Something went wrong: channel is alive; diagnose model/tool/agent turn rather than token.
access not configured: approve pairing or fix allowlist.
- Network failures: test direct Telegram API access, then proxy bridge, then gateway service proxy env.
- High CPU or websocket timeout while service is active: inspect whether gateway is still loading channels before changing credentials.
Slow reply triage:
lastInboundAt is null after a fresh user message: Telegram polling, token, network, webhook conflict, pairing, or allowlist is suspect.
lastInboundAt updates quickly and lastOutboundAt stays null: Telegram is healthy; inspect OpenClaw agent/model handling.
openclaw status shows the default session just became active, but no outbound exists yet: the turn is likely running or waiting on the model/tool layer.
- Gateway probe is fast while outbound is missing: do not restart gateway immediately; check model auth, model latency, tasks, and recent logs.
- Gateway probe times out during the same period: inspect event-loop stalls, resource pressure, sidecars, and WSL lifetime.
Useful checks:
openclaw status
openclaw tasks list --json
openclaw tasks audit --json
openclaw logs --plain --limit 240 --timeout 30000
ps -eo pid,ppid,stat,etime,pcpu,pmem,rss,args | grep -E 'openclaw|node' | grep -v grep || true
Telegram-Only Cleanup
If the user wants a clean Telegram-only channel setup:
- List configured channels without printing secrets.
- Ask before disabling or removing non-Telegram channels.
- Remove only the selected channel config and any service drop-ins created solely for that channel.
- Reload systemd user units and restart gateway once.
- Wait 90-120 seconds and verify Telegram again.
Never delete unrelated model, proxy, filesystem boundary, auth, memory, gateway, or execution-policy configuration while cleaning chat channels.
GitHub Sync / Publish Hard Rule
When aligning the public GitHub project with local progress, treat this skill and every shipped file as one system, not as isolated patches. Before any public push, inspect and update the whole published surface together: README.md, this SKILL.md, optional module docs, program entry points, helper tools, systemd/timer units, config templates, install steps, verification steps, and safety/privacy boundaries.
Hard requirements:
- Code behavior, install instructions, timers, default enablement, optional modules, delivery semantics, and safety rules must agree across README, SKILL, program files, config templates, and systemd/timer files.
- If local behavior changed, update the corresponding public documentation and templates in the same sync; do not push code-only changes that leave stale README/SKILL guidance.
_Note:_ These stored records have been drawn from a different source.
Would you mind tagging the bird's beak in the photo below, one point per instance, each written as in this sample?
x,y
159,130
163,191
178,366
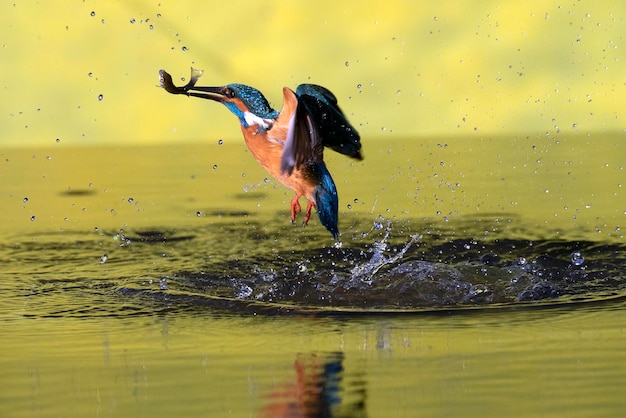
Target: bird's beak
x,y
190,89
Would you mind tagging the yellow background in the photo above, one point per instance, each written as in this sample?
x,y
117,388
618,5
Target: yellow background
x,y
452,68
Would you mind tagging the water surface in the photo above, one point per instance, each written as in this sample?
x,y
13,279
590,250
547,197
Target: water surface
x,y
470,276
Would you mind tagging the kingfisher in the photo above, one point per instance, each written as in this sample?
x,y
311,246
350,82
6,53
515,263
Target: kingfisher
x,y
289,144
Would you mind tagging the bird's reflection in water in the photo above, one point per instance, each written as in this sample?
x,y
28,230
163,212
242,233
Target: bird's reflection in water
x,y
316,391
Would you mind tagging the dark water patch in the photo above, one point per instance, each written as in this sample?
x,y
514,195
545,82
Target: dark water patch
x,y
250,267
463,273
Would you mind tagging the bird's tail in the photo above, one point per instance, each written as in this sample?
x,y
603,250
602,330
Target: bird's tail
x,y
326,199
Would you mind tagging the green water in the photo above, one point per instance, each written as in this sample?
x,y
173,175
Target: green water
x,y
168,281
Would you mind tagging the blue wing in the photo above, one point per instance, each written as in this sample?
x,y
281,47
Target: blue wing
x,y
318,122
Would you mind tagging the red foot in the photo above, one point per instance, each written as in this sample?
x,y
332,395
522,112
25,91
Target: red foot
x,y
295,207
309,206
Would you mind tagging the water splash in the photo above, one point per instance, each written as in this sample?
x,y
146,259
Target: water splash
x,y
365,272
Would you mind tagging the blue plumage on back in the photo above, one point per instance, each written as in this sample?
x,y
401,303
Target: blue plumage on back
x,y
326,199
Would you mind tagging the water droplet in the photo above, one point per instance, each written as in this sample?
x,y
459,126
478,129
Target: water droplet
x,y
577,258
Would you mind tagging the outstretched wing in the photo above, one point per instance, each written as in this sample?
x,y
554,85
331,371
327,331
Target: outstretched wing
x,y
318,122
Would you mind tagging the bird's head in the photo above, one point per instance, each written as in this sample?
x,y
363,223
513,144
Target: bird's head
x,y
247,103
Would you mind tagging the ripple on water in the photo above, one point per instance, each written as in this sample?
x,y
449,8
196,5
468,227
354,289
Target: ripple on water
x,y
381,270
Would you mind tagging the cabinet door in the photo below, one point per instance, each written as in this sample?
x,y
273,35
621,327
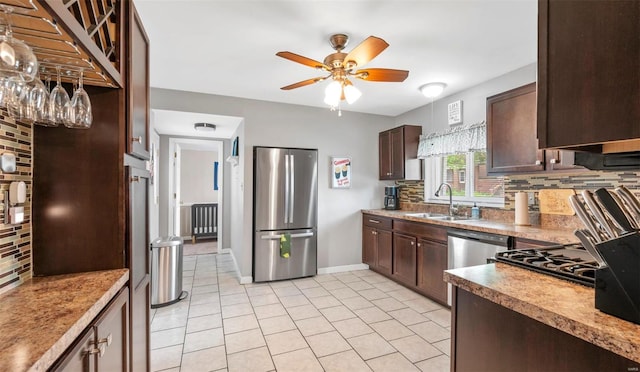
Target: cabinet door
x,y
385,249
138,88
396,138
112,335
511,132
384,155
404,258
369,246
432,261
588,63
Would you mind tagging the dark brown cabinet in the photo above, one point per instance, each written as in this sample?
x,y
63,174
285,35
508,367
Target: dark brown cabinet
x,y
377,243
104,345
432,262
511,126
404,258
138,88
588,63
398,151
512,146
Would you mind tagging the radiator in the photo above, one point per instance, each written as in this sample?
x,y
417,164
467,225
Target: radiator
x,y
204,221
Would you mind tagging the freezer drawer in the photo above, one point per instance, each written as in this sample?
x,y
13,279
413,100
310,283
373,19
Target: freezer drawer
x,y
267,263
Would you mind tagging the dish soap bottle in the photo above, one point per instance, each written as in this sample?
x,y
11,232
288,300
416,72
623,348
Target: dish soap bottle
x,y
475,212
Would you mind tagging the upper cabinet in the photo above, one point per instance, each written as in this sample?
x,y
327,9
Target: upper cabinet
x,y
588,80
512,146
138,88
398,152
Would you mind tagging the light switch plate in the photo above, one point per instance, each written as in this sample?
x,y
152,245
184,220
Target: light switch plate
x,y
8,162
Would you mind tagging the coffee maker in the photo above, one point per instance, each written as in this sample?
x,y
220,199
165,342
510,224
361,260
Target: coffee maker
x,y
392,197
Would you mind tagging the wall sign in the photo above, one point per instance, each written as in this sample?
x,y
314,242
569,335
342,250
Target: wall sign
x,y
340,172
454,112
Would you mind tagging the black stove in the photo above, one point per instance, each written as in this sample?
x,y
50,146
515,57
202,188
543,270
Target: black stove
x,y
571,262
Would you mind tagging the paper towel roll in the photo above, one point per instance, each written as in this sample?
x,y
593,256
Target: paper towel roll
x,y
522,209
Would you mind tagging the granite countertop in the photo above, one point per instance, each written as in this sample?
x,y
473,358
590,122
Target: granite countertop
x,y
41,318
560,236
555,302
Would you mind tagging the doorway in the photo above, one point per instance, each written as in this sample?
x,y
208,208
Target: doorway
x,y
194,178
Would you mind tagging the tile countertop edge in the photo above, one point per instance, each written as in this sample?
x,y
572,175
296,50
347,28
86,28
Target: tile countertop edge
x,y
609,337
117,279
560,236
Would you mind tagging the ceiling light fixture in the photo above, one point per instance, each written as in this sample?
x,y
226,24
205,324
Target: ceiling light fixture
x,y
204,127
432,90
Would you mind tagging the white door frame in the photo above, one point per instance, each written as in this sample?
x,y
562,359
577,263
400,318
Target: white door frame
x,y
174,179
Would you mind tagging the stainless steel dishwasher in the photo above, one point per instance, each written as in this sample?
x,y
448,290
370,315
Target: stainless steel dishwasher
x,y
471,248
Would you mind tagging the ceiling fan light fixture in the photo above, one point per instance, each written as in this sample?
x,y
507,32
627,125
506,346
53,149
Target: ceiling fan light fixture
x,y
432,90
332,93
351,93
204,127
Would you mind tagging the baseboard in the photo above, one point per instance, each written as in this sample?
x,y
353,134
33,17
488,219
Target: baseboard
x,y
243,279
339,269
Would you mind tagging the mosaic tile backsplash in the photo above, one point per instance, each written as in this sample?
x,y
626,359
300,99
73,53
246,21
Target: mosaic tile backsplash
x,y
15,240
412,193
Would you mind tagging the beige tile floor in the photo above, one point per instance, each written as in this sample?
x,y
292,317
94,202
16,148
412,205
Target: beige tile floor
x,y
351,321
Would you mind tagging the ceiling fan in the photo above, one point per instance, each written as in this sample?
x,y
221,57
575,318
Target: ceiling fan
x,y
341,66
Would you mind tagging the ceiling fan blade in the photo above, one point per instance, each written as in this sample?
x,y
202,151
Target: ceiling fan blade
x,y
365,51
303,60
304,83
382,74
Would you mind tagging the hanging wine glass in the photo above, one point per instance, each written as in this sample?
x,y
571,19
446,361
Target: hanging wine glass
x,y
37,104
58,102
17,60
80,115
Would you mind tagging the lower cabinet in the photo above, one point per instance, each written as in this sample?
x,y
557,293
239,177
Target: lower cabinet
x,y
404,258
432,261
377,243
104,345
411,253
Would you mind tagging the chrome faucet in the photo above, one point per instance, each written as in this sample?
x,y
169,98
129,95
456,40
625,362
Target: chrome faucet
x,y
452,210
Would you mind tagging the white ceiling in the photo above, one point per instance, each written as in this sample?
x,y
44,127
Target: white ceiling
x,y
228,47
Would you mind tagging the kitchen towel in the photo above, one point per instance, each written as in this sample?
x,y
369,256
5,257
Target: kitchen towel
x,y
522,209
285,245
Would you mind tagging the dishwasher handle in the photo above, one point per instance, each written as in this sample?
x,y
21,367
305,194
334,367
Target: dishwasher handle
x,y
495,239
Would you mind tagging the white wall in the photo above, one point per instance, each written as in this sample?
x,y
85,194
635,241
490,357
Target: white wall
x,y
283,125
474,101
196,177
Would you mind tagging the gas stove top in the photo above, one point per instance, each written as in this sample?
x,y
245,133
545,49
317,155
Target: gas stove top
x,y
571,262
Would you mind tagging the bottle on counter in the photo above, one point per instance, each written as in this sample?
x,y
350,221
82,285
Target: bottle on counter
x,y
475,212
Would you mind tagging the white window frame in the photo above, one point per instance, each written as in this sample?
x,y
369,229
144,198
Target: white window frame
x,y
433,179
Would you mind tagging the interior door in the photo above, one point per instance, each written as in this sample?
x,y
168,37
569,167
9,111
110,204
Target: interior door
x,y
271,188
304,188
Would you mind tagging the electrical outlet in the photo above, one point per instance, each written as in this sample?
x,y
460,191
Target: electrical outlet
x,y
531,198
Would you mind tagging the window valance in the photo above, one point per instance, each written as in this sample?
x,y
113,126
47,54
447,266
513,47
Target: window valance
x,y
457,140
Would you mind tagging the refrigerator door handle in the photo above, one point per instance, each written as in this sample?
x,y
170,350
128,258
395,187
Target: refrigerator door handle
x,y
292,196
278,236
287,175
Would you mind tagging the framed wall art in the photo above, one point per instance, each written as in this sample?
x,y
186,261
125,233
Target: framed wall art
x,y
340,172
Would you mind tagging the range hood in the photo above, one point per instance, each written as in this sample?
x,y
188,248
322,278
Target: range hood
x,y
612,161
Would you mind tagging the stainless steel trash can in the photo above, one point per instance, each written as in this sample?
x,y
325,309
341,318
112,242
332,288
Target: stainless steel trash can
x,y
166,271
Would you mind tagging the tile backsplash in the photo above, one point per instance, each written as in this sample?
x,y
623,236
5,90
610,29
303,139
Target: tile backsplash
x,y
15,240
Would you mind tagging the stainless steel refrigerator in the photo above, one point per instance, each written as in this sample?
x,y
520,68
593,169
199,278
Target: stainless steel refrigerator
x,y
285,194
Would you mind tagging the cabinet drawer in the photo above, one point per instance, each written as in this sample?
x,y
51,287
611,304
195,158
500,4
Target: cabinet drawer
x,y
377,222
421,229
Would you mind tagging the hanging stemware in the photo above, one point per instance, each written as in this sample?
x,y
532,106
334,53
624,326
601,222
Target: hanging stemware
x,y
58,102
80,115
17,60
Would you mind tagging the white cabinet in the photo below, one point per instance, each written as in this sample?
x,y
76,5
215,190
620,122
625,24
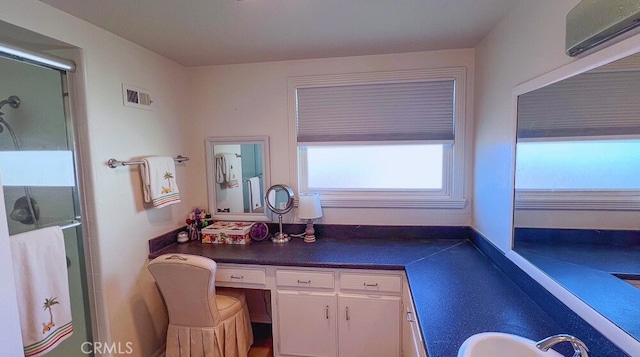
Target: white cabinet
x,y
307,323
412,343
360,318
368,326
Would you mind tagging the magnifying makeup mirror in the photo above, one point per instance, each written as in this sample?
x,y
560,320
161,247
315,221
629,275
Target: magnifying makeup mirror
x,y
279,199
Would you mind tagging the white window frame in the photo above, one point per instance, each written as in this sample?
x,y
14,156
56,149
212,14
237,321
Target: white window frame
x,y
452,194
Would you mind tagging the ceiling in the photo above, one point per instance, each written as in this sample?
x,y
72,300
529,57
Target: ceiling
x,y
212,32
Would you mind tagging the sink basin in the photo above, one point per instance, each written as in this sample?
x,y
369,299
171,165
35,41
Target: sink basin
x,y
491,344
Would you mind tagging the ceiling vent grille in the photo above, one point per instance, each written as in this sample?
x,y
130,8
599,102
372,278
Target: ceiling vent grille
x,y
136,97
594,22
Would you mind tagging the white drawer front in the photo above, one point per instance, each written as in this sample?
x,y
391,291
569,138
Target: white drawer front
x,y
240,275
304,279
371,282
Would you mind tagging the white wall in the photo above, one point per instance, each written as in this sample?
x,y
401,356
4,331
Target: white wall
x,y
129,309
251,99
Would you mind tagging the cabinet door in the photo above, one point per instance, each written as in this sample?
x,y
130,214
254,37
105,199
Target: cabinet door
x,y
307,323
368,326
412,345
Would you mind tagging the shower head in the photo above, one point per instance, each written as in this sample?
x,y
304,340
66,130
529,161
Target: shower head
x,y
13,102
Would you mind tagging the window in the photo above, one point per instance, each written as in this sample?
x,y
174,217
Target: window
x,y
578,143
578,174
384,139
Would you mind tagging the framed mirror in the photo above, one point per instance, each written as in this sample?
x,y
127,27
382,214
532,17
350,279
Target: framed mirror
x,y
577,185
237,177
280,200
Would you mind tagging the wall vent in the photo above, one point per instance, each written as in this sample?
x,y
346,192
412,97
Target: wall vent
x,y
136,97
594,22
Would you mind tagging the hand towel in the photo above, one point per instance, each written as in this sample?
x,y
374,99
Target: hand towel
x,y
159,181
254,195
42,289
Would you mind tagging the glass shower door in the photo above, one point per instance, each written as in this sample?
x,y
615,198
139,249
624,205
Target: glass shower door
x,y
37,158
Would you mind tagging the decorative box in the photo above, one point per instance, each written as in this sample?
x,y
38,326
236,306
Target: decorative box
x,y
223,232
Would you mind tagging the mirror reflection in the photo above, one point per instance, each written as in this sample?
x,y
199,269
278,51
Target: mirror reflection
x,y
577,188
237,170
280,200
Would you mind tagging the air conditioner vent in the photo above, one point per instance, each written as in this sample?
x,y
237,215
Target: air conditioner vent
x,y
136,97
594,22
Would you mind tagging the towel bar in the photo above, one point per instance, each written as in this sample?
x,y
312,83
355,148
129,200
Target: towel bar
x,y
113,163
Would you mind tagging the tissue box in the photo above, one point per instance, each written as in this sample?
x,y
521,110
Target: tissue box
x,y
223,232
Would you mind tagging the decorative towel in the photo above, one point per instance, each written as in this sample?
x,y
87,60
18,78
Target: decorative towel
x,y
254,195
42,289
159,182
225,173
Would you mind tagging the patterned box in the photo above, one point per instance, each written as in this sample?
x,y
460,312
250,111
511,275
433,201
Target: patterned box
x,y
223,232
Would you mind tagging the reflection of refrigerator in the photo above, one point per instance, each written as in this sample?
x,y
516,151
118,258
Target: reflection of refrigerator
x,y
10,338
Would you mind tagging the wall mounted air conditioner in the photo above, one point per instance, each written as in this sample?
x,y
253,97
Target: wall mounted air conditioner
x,y
593,22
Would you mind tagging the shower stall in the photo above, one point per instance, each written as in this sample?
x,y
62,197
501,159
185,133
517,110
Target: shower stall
x,y
39,170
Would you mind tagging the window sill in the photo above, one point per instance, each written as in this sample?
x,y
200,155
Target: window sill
x,y
390,200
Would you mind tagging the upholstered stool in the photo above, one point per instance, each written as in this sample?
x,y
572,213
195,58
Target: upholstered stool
x,y
203,321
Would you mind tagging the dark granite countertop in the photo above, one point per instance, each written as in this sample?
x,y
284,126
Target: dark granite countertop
x,y
457,291
590,274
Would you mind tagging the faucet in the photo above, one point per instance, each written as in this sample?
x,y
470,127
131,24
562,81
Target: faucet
x,y
579,348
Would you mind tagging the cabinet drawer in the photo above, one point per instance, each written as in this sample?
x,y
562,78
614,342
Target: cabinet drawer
x,y
304,279
371,282
240,275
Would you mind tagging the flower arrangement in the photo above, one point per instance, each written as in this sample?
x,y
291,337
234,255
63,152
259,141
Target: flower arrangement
x,y
197,220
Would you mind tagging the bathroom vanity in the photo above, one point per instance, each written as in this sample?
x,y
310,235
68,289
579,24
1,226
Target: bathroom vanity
x,y
398,296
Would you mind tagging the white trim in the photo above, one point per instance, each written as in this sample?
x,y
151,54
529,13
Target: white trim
x,y
607,328
390,200
452,194
604,200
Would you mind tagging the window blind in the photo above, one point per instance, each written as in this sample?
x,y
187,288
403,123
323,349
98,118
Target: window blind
x,y
590,104
376,112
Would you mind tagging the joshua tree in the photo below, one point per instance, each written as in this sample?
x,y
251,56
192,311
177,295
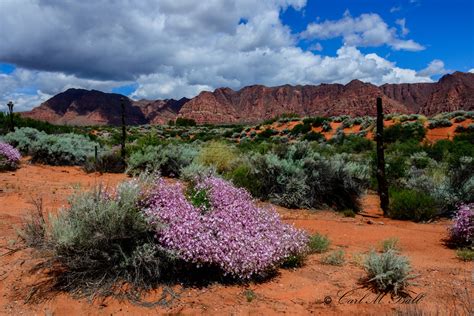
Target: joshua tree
x,y
124,132
381,179
10,110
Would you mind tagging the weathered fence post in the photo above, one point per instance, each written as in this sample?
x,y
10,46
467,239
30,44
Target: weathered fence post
x,y
381,179
124,132
10,110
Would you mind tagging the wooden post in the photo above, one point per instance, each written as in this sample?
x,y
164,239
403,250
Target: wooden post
x,y
124,132
10,110
381,179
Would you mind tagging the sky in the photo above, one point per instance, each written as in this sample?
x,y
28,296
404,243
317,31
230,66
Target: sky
x,y
158,49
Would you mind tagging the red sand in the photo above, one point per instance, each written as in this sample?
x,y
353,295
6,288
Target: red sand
x,y
301,291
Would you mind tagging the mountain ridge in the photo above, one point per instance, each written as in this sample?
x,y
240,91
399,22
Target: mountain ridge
x,y
258,102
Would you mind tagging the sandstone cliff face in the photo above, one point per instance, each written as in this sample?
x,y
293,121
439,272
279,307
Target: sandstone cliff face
x,y
83,107
160,111
255,103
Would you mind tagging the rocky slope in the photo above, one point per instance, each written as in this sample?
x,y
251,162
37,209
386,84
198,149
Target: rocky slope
x,y
254,103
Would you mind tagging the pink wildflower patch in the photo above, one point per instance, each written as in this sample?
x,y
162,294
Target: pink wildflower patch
x,y
462,230
235,235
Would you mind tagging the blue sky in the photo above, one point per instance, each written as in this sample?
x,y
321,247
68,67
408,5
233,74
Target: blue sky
x,y
446,28
170,49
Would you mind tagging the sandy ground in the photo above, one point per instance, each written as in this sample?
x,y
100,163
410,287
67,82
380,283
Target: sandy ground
x,y
443,286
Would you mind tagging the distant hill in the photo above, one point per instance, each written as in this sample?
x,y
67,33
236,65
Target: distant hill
x,y
255,103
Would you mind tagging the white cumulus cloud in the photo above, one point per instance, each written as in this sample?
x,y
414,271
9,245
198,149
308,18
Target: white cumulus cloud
x,y
172,49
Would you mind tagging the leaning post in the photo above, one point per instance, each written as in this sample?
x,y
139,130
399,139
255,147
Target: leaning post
x,y
124,132
381,179
10,110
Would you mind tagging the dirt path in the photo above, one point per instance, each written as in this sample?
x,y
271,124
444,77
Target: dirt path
x,y
302,291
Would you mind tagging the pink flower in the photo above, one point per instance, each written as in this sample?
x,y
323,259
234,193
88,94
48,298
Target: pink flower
x,y
235,235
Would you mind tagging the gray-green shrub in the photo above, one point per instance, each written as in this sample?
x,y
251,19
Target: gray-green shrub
x,y
102,239
388,271
168,159
64,149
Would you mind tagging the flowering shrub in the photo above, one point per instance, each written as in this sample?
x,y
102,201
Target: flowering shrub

- If documentation promises a capability, verify that the program/config actually implements it; otherwise either implement it or narrow the documentation before pushing.
- Keep local-only material local: secrets, account IDs, Notion/Telegram targets, private API details, logs, generated reports, runtime state, and machine-specific paths must not be published.
- The push summary should state which layers were aligned: skill, README, program, config template, systemd/timer, helper tools, and validation. Any intentionally unsynced layer must be named as local-only or follow-up.
Safety Defaults
- Use local terminal prompts for tokens.
- Prefer token files or OpenClaw secret references over raw config tokens.
- Redact before relaying logs.
- Do not print
~/.openclaw/openclaw.json.
- Do not use broad grep over credential-bearing config.
- Do not weaken execution policy or filesystem boundaries while setting up Telegram.
- Do not enable automatic model fallback unless the user explicitly chooses it.
- Keep Telegram as the default supported channel for this skill.